I don't categorize my posts (what few there are) anymore, but if I did this one would go under 'preservation' or 'history'. There are a few childhood favorite dishes that I shall never get to savor again because they were prepared by an older aunt, grandma, or other who is no longer with us... no real recipe was ever written or left behind, and although duplicated that original flavor is lost forever. One such dish that I've always loved is my Aunt LouAnn's spaghetti. This is a true cajun dish. Yes, I know it sounds like a bastardation of Italian food, but I personally feel that cajun food is the most bastardized cuisine in the USA so it's all good. Besides, a real cajun spaghetti sauce has more in common with a French espagnol than an Italian marinara. A web search of 'cajun spaghetti' yields only hits of typical spaghetti dishes with shrimp or sausage thrown in or maybe incorporates 'cajun seasoning' (which is exactly what anyway? like there was a ubiquitous 'latin seasoning' or 'oriental seasoning' that could be added to virtually anything and qualify it as a dish of that cuisine.) Enough of my boring ranting.
Lou-Ann's sauce in all of it's glorious rusticity
This version of spaghetti consists of slow-cooked medium spaghetti and a red sauce with ground beef, fresh pork sausage, and chicken wings. The sauce begins with a dark roux*. For a large batch, melt 1 cup of lard and stir in 7/8 cups of flour. Stir consistently over medium low heat.
*Traditional rouxs are generally tighter and are more of a 1:1 ratio, but most dark rouxs used in cajun cuisine are thinner. You should be able to stir it quite easily throughout all of it's stages. True, there is excess oil (or lard), but that just helps with cooking the vegetables once added. Dark roux is used for flavor even moreso than for it's hindered thickening power. While on the subject, true gumbo is a very thin liquid... not the overly thickened goop served in most tourist traps. Does it make sense that a traditional dish from an area as hot as south Louisiana would be so disturbingly viscous?
I took this picture in the blinding midday sun, so get it a good shade browner than this shot actually reveals.
The 3 meat components: 3.5# ground chuck, 2.25# fresh green onion sausage*, and 2.5# chicken wings (she uses only drummettes, but I got to throw the back wings in) are all cooked ahead of time. The beef cooked and crumbled stovetop with salt only then drained. The sausage stovetop slowly and covered then sliced. The wings seasoned with salt, red and white pepper then slow roasted until done.

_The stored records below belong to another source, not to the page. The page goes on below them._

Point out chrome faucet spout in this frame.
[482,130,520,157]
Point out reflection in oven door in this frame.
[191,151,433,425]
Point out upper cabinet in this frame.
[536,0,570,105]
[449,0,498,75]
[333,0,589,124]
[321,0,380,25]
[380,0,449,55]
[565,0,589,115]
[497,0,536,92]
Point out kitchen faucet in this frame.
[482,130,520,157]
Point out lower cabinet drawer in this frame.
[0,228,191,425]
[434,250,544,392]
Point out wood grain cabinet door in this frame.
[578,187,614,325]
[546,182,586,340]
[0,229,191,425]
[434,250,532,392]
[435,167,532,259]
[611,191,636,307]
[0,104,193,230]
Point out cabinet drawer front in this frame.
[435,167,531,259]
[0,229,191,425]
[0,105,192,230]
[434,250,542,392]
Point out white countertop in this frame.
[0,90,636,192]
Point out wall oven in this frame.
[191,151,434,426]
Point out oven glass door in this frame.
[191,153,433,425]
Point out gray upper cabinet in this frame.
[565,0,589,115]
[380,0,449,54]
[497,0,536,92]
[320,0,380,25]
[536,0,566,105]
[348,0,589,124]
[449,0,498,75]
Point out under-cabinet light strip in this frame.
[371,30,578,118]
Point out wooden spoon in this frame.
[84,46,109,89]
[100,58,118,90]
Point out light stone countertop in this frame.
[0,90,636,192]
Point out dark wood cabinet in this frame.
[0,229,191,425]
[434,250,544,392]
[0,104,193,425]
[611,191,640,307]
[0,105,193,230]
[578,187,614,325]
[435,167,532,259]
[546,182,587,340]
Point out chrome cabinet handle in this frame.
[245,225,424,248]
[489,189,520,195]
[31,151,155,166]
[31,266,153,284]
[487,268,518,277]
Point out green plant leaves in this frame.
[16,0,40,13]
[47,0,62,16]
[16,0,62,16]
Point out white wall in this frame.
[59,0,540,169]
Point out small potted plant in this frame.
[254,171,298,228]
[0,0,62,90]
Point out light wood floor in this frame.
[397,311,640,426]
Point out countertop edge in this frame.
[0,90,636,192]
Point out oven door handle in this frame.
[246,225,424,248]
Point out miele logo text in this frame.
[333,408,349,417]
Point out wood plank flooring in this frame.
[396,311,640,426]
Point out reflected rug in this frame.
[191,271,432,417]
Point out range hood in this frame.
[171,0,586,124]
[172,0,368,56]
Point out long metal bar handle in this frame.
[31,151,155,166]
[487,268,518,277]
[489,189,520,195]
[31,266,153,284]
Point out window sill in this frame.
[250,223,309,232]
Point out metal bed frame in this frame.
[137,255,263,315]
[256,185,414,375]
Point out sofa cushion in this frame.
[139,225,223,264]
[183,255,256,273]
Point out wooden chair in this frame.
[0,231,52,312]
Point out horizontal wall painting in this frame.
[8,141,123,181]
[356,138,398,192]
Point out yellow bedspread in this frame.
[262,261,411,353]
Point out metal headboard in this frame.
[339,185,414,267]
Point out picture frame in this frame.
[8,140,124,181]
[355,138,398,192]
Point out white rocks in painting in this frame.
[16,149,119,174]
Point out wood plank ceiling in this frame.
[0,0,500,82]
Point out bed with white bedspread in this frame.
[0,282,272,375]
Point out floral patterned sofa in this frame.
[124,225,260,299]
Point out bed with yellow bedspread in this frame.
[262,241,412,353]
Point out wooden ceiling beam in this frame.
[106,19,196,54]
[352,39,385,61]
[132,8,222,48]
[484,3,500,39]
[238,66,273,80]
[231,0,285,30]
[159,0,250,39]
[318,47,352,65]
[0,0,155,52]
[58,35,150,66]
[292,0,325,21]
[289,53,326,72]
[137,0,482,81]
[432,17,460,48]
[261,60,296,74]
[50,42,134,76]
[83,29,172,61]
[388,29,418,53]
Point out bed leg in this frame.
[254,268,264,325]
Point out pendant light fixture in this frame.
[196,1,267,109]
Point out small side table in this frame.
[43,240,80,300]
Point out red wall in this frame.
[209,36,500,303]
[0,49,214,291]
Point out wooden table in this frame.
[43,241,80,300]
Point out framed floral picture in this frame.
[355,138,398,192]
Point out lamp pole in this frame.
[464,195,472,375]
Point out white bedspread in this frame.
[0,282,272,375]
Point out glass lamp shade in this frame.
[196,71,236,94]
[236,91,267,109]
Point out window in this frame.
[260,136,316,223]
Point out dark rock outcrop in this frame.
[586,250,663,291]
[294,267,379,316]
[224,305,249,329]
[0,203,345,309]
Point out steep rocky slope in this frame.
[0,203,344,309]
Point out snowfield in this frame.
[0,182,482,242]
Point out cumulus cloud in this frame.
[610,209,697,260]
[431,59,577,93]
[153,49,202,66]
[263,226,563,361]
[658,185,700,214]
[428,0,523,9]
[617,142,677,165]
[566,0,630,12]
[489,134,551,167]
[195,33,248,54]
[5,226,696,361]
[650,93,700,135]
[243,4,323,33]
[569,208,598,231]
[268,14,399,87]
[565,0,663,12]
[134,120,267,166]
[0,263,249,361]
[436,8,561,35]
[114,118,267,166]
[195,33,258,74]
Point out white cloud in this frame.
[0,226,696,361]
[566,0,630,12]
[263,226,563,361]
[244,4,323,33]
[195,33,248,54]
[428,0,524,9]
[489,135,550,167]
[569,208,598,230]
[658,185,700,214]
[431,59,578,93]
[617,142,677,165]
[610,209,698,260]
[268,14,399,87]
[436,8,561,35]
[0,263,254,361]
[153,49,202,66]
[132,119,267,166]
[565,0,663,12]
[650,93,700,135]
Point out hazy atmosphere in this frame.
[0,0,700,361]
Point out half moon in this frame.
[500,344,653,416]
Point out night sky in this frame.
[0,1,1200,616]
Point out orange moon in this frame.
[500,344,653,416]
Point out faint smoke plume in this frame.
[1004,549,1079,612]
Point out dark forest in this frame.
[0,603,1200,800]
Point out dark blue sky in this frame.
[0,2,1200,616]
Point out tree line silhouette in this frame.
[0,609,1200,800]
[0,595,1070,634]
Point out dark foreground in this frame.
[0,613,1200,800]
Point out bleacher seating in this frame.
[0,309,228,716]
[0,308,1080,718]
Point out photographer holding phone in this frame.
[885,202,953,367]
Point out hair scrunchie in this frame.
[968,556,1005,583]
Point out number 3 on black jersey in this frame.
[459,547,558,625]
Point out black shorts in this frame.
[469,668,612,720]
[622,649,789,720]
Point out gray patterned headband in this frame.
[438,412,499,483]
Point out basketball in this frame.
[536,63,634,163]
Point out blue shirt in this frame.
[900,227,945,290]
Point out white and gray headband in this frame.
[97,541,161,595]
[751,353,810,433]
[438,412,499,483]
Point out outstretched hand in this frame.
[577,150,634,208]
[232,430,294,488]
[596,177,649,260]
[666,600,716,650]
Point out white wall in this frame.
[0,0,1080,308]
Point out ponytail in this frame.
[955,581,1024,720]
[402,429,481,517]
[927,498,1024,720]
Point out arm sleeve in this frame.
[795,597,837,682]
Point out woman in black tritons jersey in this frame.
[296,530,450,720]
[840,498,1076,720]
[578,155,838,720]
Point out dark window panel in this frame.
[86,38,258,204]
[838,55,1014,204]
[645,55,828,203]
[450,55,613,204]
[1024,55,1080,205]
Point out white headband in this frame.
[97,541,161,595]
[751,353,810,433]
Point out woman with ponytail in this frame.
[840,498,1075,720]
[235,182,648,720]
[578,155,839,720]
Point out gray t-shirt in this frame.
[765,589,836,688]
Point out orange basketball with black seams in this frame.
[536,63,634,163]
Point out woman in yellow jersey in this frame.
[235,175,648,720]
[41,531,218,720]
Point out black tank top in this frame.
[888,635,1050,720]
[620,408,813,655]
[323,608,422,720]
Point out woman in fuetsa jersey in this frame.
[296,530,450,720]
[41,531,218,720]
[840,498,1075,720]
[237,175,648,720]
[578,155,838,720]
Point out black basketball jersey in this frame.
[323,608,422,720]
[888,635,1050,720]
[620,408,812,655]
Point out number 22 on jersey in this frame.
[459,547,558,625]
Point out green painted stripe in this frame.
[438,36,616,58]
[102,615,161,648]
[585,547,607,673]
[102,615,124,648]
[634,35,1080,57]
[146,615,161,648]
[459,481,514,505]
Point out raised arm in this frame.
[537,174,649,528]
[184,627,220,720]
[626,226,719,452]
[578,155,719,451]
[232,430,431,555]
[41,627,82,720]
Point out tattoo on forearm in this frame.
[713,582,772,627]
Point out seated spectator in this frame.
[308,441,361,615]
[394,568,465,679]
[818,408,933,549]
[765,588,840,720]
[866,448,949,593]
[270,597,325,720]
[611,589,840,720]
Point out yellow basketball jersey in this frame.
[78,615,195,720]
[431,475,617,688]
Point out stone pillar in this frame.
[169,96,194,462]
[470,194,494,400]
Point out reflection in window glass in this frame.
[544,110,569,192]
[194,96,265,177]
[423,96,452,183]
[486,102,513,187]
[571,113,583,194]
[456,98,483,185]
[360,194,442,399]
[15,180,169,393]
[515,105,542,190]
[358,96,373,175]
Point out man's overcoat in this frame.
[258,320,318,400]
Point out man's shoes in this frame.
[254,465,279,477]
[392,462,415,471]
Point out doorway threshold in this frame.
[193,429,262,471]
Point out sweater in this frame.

*I've never really had a sausage anywhere else but south LA that had this particular sausage. It's typically referred to as 'butcher sausage,' but any green onion variety fresh sausage can substitute. Don't use Italian or other regionally flavored sausages.
The holy trinity: There's dark roux... the next step must be the Holy Trinity (onion, green bell pepper, celery, and garlic). Yeah, I know that's 4 ingredients and a trinity is 3. 'Trinity' alone is the first 3 ingredients. 'Holy Trinity' is when you add the garlic. I didn't add it up, that's just what they call it. Dice 1 medium yellow onion, 1 green bell pepper, 3 ribs of celery. Slice about 12 cloves of garlic.
Back to the cooking... once the roux is the color above, add in the holy trinity and cook and stir until it's cooked through translucent. Add in the ground beef and sliced sausage and cook and stir until it is hot. Add 6 each 15oz cans of plain tomato sauce (that's 11 1/4 cups). Add in about 2 1/2 cups of water also. For this I used water to deglaze my chicken and sausage pans after cooking.
Season with white and red pepper. Let simmer slowly about an hour. Add chicken wings and cook another 15 to 20 minutes. Serve over slow-cooked spaghetti. Devilled eggs on the side.
I've realized after writing this that I've posted this subject before (brain fart). Actually interesting that I originally debated its post-worthiness, and here I am posting it twice. Anyway, the recipe is much more exact this time... although still with a certain vagueness.